Computerland has also taken steps to insure its technology functions. "I think it's needed, as in our case it protects us in our service delivery to our clients," explains Huri Parata, IS manager.
"It is less the damage to materials that is of concern - as DR and security measures aim to mitigate risk associated with this - and more the intangibles that inhibit our service delivery, intellectual property, data integrity, error in judgement, reliance on service providers, and so on."
Parata says the company is also investigating new insurance to cover one aspect of its business. "Insurers are classifying Web designers as publishers. A potentially high exposure could also arise if a company has advertising links on their own site to another company. The link site could contain libellous, defamatory statements, or breaches of copyright that could result in both companies being held liable. This exposure is greatly increased by the fact that visitors to the site could be worldwide."
A future imperative
Gartner believes, by the end of 2006, a quarter of large enterprises will carry hacker insurance. And firms that take on this cover should be prepared to shell out more, if certain security issues - like those faced by Windows NT users - are unresolved.
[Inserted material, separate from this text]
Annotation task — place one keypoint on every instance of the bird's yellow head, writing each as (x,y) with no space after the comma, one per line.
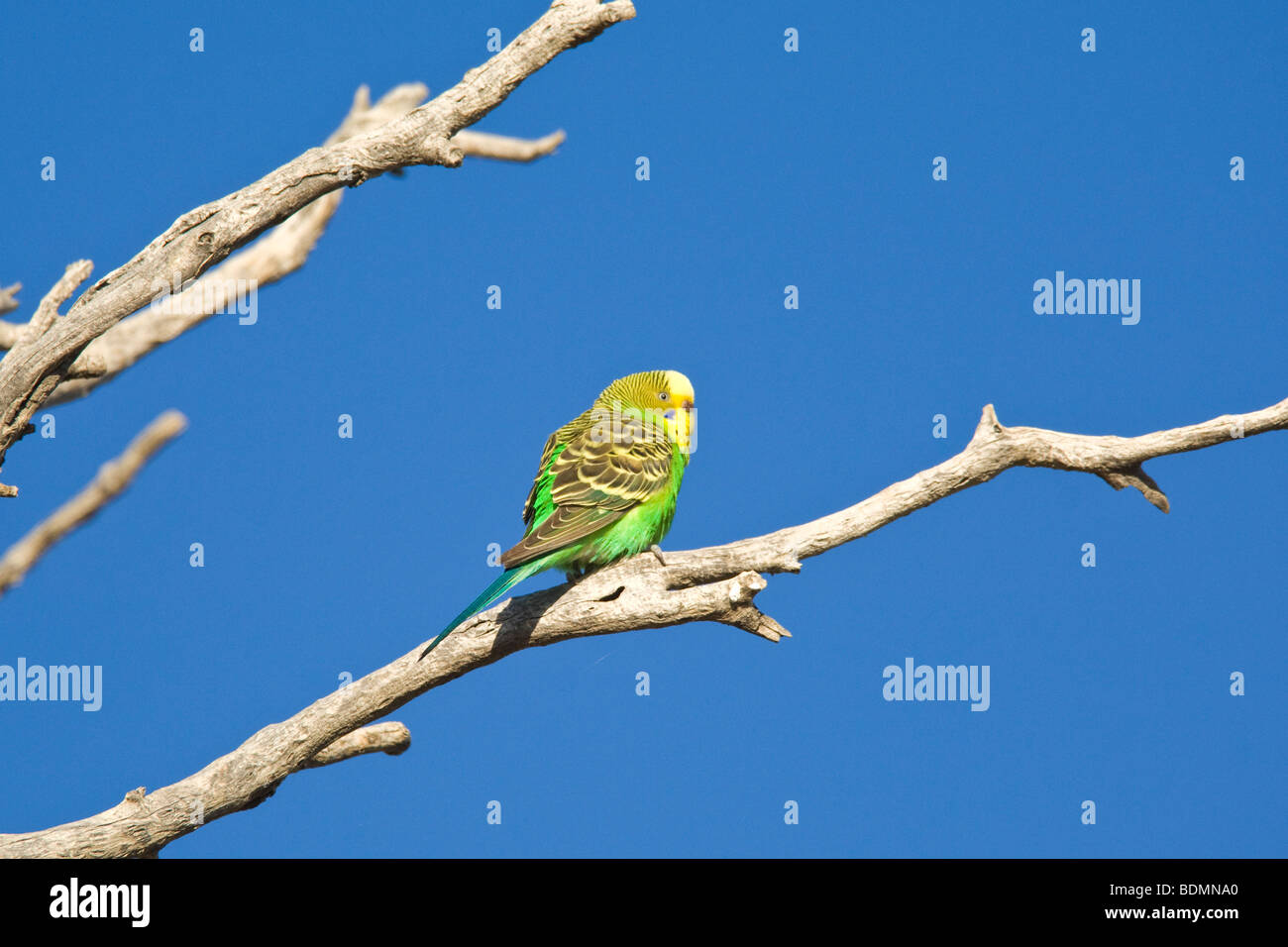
(664,399)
Steven Froud, analyst for Business Continuity, claims while insurance is a vital part of business continuity strategy, it is only one aspect of managing business risks. "The use of insurance to transfer risk is needed to provide assurance against fire and theft. But it needs to be remembered that it's also important, as part of business continuity strategy, to insure the IT functions, facilities and equipment relating to hot sites, or other types of recovery centres in the same way you would your usual facilities and equipment. Business continuity and insurance go hand in hand in assuring against disaster."
McCauley of Deloitte's reckons, with the rapid state of change in today's IT market, it is often difficult to identify 100 per cent of an IT system's problems. "If organisations cannot afford the cost of a security breach, then an insurance policy is a 'must have', in the same way as building and contents insurance."
IT commentator Bruce Schneier also lists insurance as a must in a good security policy. Corporate duties of care require enterprises to find additional ways of preventing financial loss from hacking, he says.
If a renowned company is hacked, it is unlikely shareholders would be satisfied knowing the CIO "did their best". In around five years, Schneier predicts, "there will be high-profile shareholder lawsuits in companies that lose market share, stock value or money because they were hacked. When officers don't take due care with their corporate assets, they get sued.
"I believe that just like every company has insurance for fire, theft and business continuity, as well as 'key man' insurance for executives, they should have network insurance, period."